You know, we’re very excited about the numbers that came out today (Dec. 20). It feels great. We’re finally well below 500 hospitalizations. You know, we had a high of 600. We’re below 1,000 cases per day on a rolling average now, so it should be a time to be celebrating, that those delta numbers are coming down. And unfortunately we know that this other variant is right around the corner, but it remains to be seen how they will interact together since we’re just barely coming off of our high with delta.
5. DN: In a lot of ways 2021 felt a lot like a continuation of 2020. Is there any end to this in your view? What’s in store for us in 2022?

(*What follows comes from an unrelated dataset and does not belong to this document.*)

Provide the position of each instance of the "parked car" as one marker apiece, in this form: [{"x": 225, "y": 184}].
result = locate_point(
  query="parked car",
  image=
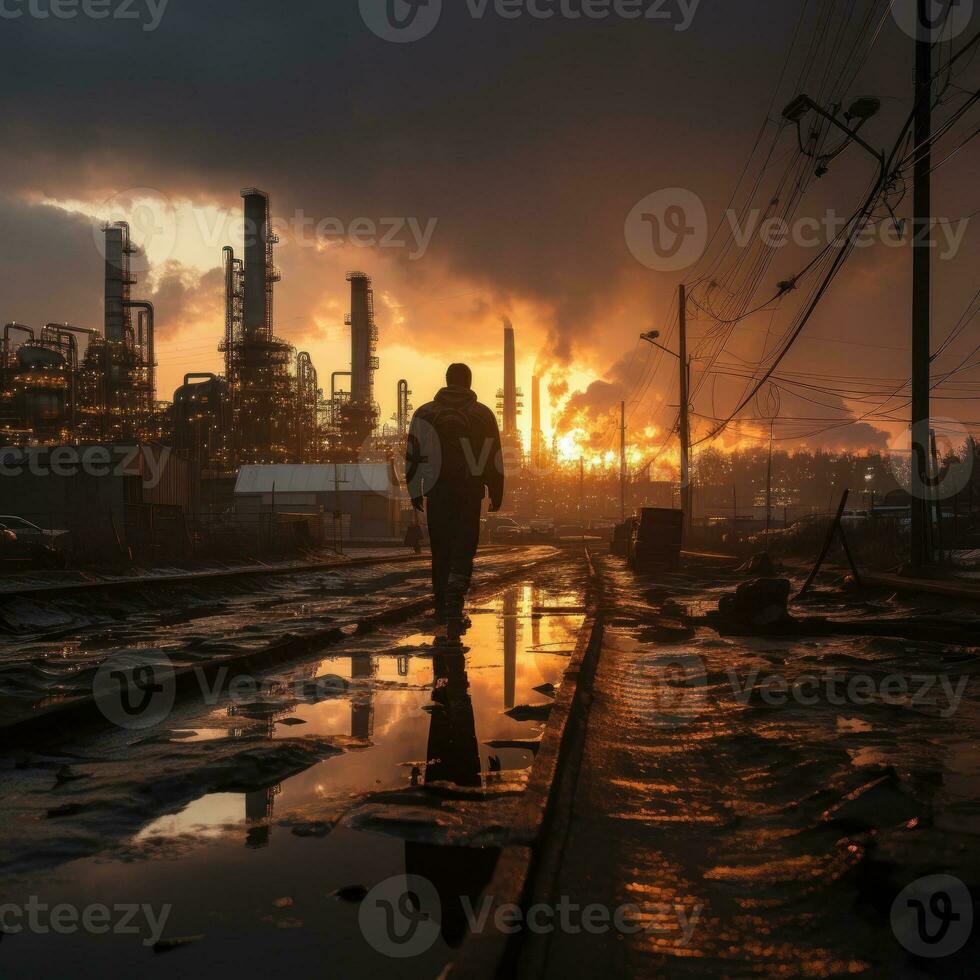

Cox: I think there is good news, and that is while it may feel a lot like 2020 — and I’m sure there’s some truth to that — part of that is because we’re not very good at remembering the bad things. We tend to only remember the good things. ... Here’s what I mean by that.
2020 was really bad. We shut down schools. I mean, everyone stayed home for, you know, for months. Almost everyone. And it was so scary because we didn’t have any tools available back then. And I think we’ve forgotten how difficult that was.
And while 2021 was difficult, we kept our schools open, which is a really big deal. People were able to go back to work. We have the lowest unemployment in our state’s history.
These are positive things to celebrate. Politico just came out with a ranking of all 50 states based on four different categories of how they handled the pandemic (health, economy, social, and education), and Utah tied for second (for its average of all four categories).
Cox: So 2021 was better in so many ways and for so many people than 2020.
I hear that often, ‘Oh, this year was just as bad as last year.’ And I think if you really sit down and think through everything that happened collectively. Now, for some people, obviously, it was bad and probably worse, but I would argue that 2021 was better than 2020.
And I truly believe that 2022 is going to be better than 2021.
I did talk to one health care professional who said that something similar to this happened 100 years ago with the flu pandemic and that there was a very fast-moving variant that kind of came through, and that was seen as kind of the last pandemic piece, and then it became endemic after that.
And so I think there’s a lot of hope that this wave might be the one that really does get us to to the next (chapter), and that then we have antibiotic virals readily available, and that 2022 — after January and February — ends up being a really great time where we start that healing process and we start bringing people together again.
And so I’m incredibly optimistic for 2022.